Publicly traded companies tied to the crypto ecosystem were hammered. Coinbase Global fell 5.4%, while the popular trading app Robinhood Markets lost 4.4%. Bitcoin mining firm Riot Platforms dropped 2.8%. Notably, Strategy, a major crypto treasury company, tumbled a sharp 10%. The firm, which holds a massive 649,870 bitcoin (worth about $55 billion as of Monday afternoon ET), exemplifies the scale of the market rout.
Trump-Linked Crypto Ventures and ETF Outflows Suffer
The sell-off also impacted ventures associated with former US President Donald Trump. American Bitcoin, where his sons Eric Trump and Donald Trump Jr. hold a stake, fell 8.1% and is down over 41% since September 30. Other tokens linked to Trump saw dramatic declines. The World Liberty Financial token ($WLFI) saw its market value drop to around $4.14 billion from above $6 billion in mid-September. A meme coin named for Trump, $TRUMP, traded at just $5.67, a fraction of its $45 price tag just before his January inauguration.
The popular investment route of spot bitcoin ETFs witnessed significant outflows. Data from Morningstar Direct reveals investors pulled a staggering $3.6 billion out of these funds in November, the largest monthly withdrawal since their launch in January 2024. In a telling shift, while Bitcoin futures fell nearly 24% in the past month, gold futures rose almost 7%, highlighting a flight to safety.
Analysts Point to Multiple Factors Behind the Crash
Financial analysts attribute the collapse to a confluence of factors. A broad risk-off sentiment has gripped global markets this fall, pushing investors toward traditional safe havens like bonds and gold. In a recent note, Deutsche Bank analysts pointed to institutional selling, profit-taking by long-term holders, and a more hawkish Federal Reserve as key drivers.
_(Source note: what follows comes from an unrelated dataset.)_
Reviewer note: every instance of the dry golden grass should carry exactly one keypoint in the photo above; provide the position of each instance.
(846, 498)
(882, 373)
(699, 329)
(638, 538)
The bank also noted that stalled crypto regulation in the US has added to market uncertainty.
"While volatility remains inherent, these conditions indicate Bitcoin’s portfolio integration is being tested, and raises questions of whether this is a temporary correction or a more prolonged adjustment," the Deutsche Bank analysts wrote. On the regulatory front, while a stablecoin bill was signed into law in July, a broader cryptocurrency market structure bill remains stalled in the Senate, a key concern for the industry that heavily backed Trump's election.